As for Hannah Ryggen, she often commented on the political events in her works and created her own narratives around them. Her tapestries, which recently has gained a growing international interest and are one of the starting points for Augustijnen’s project, are strong and colourful statements where history is reflected through her personal perspective and experience, statements which she expressed in a voice that is very distinctly her own.
The personal voice as an artistic method is also at the core of the works exhibited in Augustijnen’s installation Summer Thoughts. Augustijnen makes use of another well-known format — the personal letter. The letters are written to the curator Marta Kuzma and dated between 2012 and 2014. In these texts he approaches historical events in a manner far from the information-loaded documentary. The letters are accompanied by a few archival objects, photographs and press clippings. Events are mentioned, reflected upon and questioned. There are notes on connections, connotations and coincidences, known facts and some misunderstandings. Historical figures and events pass by — Lumumba, Hannah Ryggen and the Belgian Nazi officer who in the end of the war flew a small airplane from Norway to Spain, crashed on a beach and became a hero for contemporary neo Nazis.

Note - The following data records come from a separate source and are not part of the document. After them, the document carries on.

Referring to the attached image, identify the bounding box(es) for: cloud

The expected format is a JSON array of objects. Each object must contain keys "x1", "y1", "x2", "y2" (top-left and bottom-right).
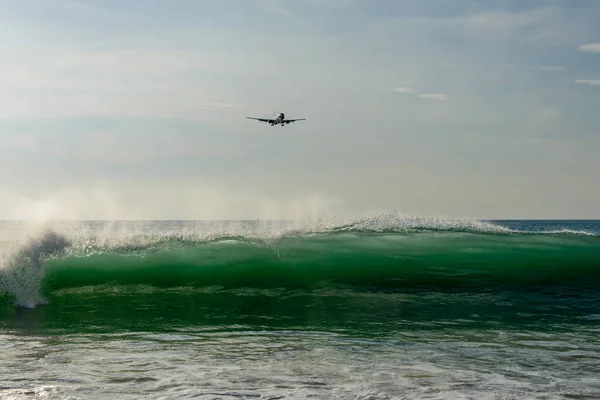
[
  {"x1": 575, "y1": 79, "x2": 600, "y2": 86},
  {"x1": 202, "y1": 103, "x2": 238, "y2": 108},
  {"x1": 531, "y1": 66, "x2": 566, "y2": 71},
  {"x1": 419, "y1": 93, "x2": 448, "y2": 101},
  {"x1": 389, "y1": 86, "x2": 414, "y2": 93},
  {"x1": 577, "y1": 43, "x2": 600, "y2": 53}
]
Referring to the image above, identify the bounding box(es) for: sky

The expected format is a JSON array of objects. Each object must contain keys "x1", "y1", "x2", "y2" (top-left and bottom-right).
[{"x1": 0, "y1": 0, "x2": 600, "y2": 220}]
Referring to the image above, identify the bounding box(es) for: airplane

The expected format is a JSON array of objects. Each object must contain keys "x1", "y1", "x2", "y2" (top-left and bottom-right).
[{"x1": 246, "y1": 112, "x2": 306, "y2": 126}]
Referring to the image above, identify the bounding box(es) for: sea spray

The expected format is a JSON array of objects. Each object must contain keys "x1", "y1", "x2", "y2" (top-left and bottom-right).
[{"x1": 0, "y1": 231, "x2": 69, "y2": 308}]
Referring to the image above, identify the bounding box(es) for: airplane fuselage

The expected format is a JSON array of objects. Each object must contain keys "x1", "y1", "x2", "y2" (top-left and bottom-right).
[
  {"x1": 271, "y1": 113, "x2": 289, "y2": 126},
  {"x1": 246, "y1": 113, "x2": 306, "y2": 126}
]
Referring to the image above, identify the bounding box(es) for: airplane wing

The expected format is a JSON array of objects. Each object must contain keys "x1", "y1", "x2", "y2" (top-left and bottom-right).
[{"x1": 246, "y1": 117, "x2": 275, "y2": 124}]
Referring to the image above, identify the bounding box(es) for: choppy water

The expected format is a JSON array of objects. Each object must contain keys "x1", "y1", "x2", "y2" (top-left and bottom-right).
[{"x1": 0, "y1": 214, "x2": 600, "y2": 399}]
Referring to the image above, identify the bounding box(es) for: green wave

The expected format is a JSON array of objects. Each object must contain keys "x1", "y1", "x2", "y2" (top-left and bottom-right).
[{"x1": 42, "y1": 232, "x2": 600, "y2": 294}]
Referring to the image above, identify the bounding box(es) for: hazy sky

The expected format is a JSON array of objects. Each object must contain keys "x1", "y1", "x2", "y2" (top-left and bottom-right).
[{"x1": 0, "y1": 0, "x2": 600, "y2": 219}]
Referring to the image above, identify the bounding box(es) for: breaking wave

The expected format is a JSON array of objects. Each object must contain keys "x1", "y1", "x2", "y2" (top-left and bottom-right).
[{"x1": 0, "y1": 213, "x2": 600, "y2": 308}]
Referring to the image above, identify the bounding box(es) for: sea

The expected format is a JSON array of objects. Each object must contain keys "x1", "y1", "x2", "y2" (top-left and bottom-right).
[{"x1": 0, "y1": 216, "x2": 600, "y2": 400}]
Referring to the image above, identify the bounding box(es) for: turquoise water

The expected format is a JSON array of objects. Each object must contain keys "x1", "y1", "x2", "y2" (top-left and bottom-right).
[{"x1": 0, "y1": 214, "x2": 600, "y2": 399}]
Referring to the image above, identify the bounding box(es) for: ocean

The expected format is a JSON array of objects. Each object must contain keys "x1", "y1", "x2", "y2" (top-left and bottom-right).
[{"x1": 0, "y1": 213, "x2": 600, "y2": 399}]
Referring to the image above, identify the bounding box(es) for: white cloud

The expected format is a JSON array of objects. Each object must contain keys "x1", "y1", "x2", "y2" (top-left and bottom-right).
[
  {"x1": 389, "y1": 86, "x2": 414, "y2": 93},
  {"x1": 531, "y1": 66, "x2": 566, "y2": 71},
  {"x1": 419, "y1": 93, "x2": 448, "y2": 101},
  {"x1": 578, "y1": 43, "x2": 600, "y2": 53},
  {"x1": 575, "y1": 79, "x2": 600, "y2": 86}
]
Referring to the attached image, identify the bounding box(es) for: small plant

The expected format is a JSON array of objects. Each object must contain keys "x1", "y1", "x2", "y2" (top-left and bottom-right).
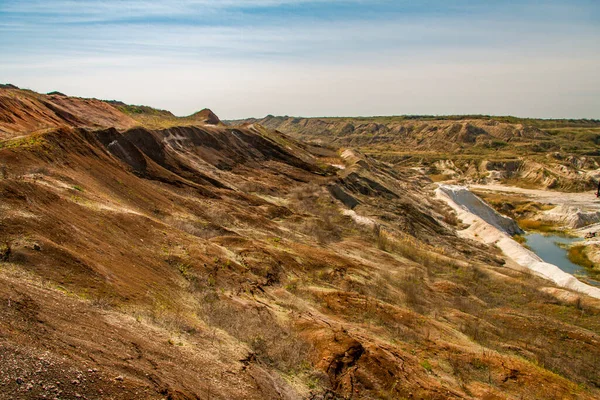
[
  {"x1": 421, "y1": 360, "x2": 433, "y2": 372},
  {"x1": 567, "y1": 245, "x2": 594, "y2": 268},
  {"x1": 0, "y1": 241, "x2": 12, "y2": 262}
]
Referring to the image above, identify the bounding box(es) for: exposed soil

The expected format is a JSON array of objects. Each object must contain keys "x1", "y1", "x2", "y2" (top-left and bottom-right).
[{"x1": 0, "y1": 89, "x2": 600, "y2": 399}]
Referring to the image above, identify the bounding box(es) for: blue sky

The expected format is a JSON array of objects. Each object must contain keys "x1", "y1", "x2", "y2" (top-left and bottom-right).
[{"x1": 0, "y1": 0, "x2": 600, "y2": 118}]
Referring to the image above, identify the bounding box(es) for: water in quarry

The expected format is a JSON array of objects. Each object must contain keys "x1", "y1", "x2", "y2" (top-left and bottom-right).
[{"x1": 525, "y1": 233, "x2": 600, "y2": 286}]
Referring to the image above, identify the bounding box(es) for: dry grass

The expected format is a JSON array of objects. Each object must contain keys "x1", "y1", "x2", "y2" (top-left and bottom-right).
[{"x1": 200, "y1": 292, "x2": 312, "y2": 373}]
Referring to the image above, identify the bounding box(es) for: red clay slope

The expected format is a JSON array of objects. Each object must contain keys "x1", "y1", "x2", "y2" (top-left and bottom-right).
[{"x1": 0, "y1": 86, "x2": 138, "y2": 140}]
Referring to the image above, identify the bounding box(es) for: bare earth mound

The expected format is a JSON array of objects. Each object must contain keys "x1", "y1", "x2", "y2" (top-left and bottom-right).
[{"x1": 0, "y1": 89, "x2": 600, "y2": 399}]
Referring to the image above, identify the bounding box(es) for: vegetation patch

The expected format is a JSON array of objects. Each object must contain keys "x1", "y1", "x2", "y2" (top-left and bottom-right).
[{"x1": 567, "y1": 245, "x2": 594, "y2": 269}]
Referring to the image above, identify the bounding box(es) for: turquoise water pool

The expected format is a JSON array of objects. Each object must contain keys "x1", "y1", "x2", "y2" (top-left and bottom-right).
[{"x1": 525, "y1": 233, "x2": 600, "y2": 286}]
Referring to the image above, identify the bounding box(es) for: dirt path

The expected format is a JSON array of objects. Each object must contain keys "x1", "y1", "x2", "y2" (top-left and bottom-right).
[{"x1": 468, "y1": 184, "x2": 600, "y2": 211}]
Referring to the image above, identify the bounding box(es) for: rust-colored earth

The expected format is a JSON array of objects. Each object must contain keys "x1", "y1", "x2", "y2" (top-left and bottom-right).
[{"x1": 0, "y1": 87, "x2": 600, "y2": 399}]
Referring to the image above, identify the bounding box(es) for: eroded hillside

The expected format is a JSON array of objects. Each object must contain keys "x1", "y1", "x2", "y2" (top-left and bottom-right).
[
  {"x1": 234, "y1": 116, "x2": 600, "y2": 191},
  {"x1": 0, "y1": 89, "x2": 600, "y2": 399}
]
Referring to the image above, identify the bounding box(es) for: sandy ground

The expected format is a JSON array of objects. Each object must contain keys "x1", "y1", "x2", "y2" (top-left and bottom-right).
[{"x1": 468, "y1": 184, "x2": 600, "y2": 211}]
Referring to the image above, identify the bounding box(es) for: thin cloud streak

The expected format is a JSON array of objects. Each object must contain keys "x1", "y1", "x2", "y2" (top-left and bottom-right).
[{"x1": 0, "y1": 0, "x2": 600, "y2": 118}]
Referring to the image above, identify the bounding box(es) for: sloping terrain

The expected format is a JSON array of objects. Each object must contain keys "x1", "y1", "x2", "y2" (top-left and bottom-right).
[
  {"x1": 233, "y1": 116, "x2": 600, "y2": 191},
  {"x1": 0, "y1": 89, "x2": 600, "y2": 399}
]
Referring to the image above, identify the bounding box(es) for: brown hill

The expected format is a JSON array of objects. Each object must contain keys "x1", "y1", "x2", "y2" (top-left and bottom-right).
[
  {"x1": 0, "y1": 89, "x2": 600, "y2": 399},
  {"x1": 234, "y1": 116, "x2": 600, "y2": 191},
  {"x1": 0, "y1": 85, "x2": 137, "y2": 139},
  {"x1": 189, "y1": 108, "x2": 221, "y2": 125}
]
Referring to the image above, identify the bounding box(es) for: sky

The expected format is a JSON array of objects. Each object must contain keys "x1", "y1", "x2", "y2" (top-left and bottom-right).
[{"x1": 0, "y1": 0, "x2": 600, "y2": 119}]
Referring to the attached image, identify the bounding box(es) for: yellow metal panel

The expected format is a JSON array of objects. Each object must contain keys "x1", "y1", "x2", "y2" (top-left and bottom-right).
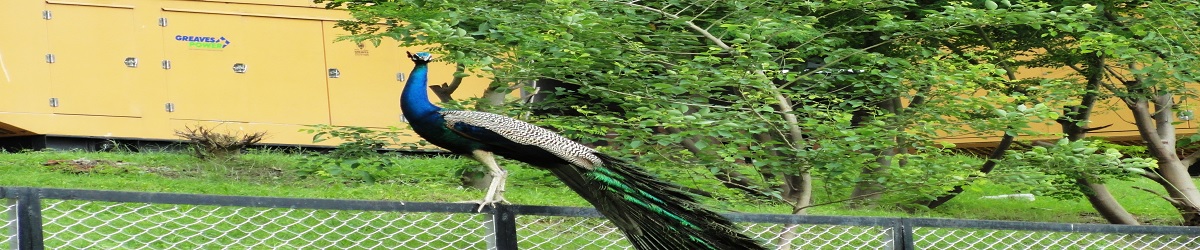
[
  {"x1": 162, "y1": 12, "x2": 253, "y2": 120},
  {"x1": 236, "y1": 17, "x2": 329, "y2": 125},
  {"x1": 0, "y1": 113, "x2": 154, "y2": 138},
  {"x1": 0, "y1": 1, "x2": 50, "y2": 113},
  {"x1": 46, "y1": 4, "x2": 142, "y2": 117},
  {"x1": 324, "y1": 22, "x2": 408, "y2": 127}
]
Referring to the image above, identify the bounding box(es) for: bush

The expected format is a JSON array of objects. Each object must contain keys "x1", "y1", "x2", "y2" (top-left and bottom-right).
[
  {"x1": 298, "y1": 125, "x2": 425, "y2": 184},
  {"x1": 175, "y1": 125, "x2": 266, "y2": 159}
]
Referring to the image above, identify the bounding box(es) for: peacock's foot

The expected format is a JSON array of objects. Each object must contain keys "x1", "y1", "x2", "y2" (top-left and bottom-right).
[{"x1": 455, "y1": 197, "x2": 512, "y2": 212}]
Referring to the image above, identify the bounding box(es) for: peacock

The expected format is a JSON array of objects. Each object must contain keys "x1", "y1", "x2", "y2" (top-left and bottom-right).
[{"x1": 400, "y1": 52, "x2": 766, "y2": 250}]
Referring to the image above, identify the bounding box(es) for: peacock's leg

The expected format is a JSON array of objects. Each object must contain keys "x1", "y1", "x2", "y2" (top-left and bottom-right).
[{"x1": 472, "y1": 150, "x2": 509, "y2": 212}]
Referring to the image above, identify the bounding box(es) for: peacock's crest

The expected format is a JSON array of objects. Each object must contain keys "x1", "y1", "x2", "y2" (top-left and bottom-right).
[{"x1": 404, "y1": 52, "x2": 433, "y2": 63}]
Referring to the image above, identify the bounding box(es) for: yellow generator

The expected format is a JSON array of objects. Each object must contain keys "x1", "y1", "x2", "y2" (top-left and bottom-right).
[
  {"x1": 0, "y1": 0, "x2": 486, "y2": 148},
  {"x1": 0, "y1": 0, "x2": 1195, "y2": 149}
]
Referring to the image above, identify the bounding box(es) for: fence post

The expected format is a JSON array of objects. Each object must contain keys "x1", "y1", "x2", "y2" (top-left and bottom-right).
[
  {"x1": 487, "y1": 204, "x2": 517, "y2": 250},
  {"x1": 892, "y1": 218, "x2": 916, "y2": 250},
  {"x1": 0, "y1": 195, "x2": 20, "y2": 250},
  {"x1": 14, "y1": 189, "x2": 46, "y2": 250}
]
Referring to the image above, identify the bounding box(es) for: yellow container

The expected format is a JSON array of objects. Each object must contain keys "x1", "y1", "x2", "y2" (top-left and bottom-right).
[{"x1": 0, "y1": 0, "x2": 487, "y2": 145}]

If the claim of the documentary is to search for the truth, the personal letter is expected to express authenticity and the individual. If that is the case in Summer Thoughts, we don’t know. What Augustijnen is pointing out by relocating the letter from the intimate reading to the public is maybe finally that the individual statement, letters and diaries which fill the historical archives, are as doubtful as other sources of information.
The seminar Fishing in the sea of debt, led by Sven Augustijnen and curator Corinne Diserens, revisits the work of Hannah Ryggen who spent most of her creative life in the coastal area of the Trondheim fjord. The seminar lends it title from Ryggen’s tapestry Fiske ved gjeldens hav (1933) and sets out to actualize her work against the backdrop of current political and archival configurations. Maurizio Lazzarato presents his research on “Governing by debt” and films by Sven Augustijnen, Yervant Gianikian and Angela Ricci Lucchi and Abderrahmane Sissako will be screened and discussed.
The program of the «10 working days», March 18–27, takes place in the context of the artistic research project Divisions. Full programme and more info here http://divisions.no/workingdays
Sven Augustijnen (b. 1970) lives and works in Brussels. He has exhibited at, among other institutions, Kunsthalle Bern, Wiels Brussels, VOX Montréal, CCS Bard, Annandale-on-Hudson and The Power Plant, Toronto.